The filing explains that options became vested at the merger and, if not exercised, were converted into cash equal to the excess of the cash amount over the option exercise price and one CVR per underlying share; following the reported transaction the reporting person holds zero common shares related to this option.
Positive
- Merger completion documented: Tender offer by Concentra Biosciences and subsequent merger were completed, providing cash consideration and CVRs to holders.
- Options addressed per agreement: In-the-money options converted into cash plus CVRs, showing contractually defined treatment of derivative awards.
Negative
- Reporting person no longer holds shares from this option: Following the transaction the Form 4 reports zero common shares related to the 25,000-option position.
- Potential cancellation risk for some options: Options with exercise prices equal to or above the cash amount were canceled for no consideration per the Merger Agreement.
Insights
TL;DR: Form 4 documents option disposition as part of a completed tender offer and merger, converting option value into cash plus CVRs.
The filing clearly ties the 25,000-option disposition to the Merger Agreement with Concentra Biosciences, reflecting standard deal mechanics where in-the-money options yield a cash payout and contingent value rights while out-of-the-money options may be canceled.
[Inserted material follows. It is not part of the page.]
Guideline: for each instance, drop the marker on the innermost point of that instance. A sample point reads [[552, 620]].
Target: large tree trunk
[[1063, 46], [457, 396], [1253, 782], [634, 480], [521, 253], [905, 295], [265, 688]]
This preserves transaction certainty and shows the acquiror used a mix of cash and CVRs to settle equity interests. For stakeholders, the material outcome is the change of control and the conversion of derivative compensation into deal consideration rather than continued equity holdings.
TL;DR: Director Kapil Dhingra no longer holds the underlying shares from the reported option after Merger-related settlement.
The Form 4 signals completion of insider settlement mechanics under the Merger Agreement, with vested options addressed per contract terms. The filing is procedurally appropriate and executed by an attorney-in-fact, indicating compliant insider reporting. The elimination of those equity interests simplifies post-transaction governance but also removes an executive-level alignment element tied to continued equity ownership.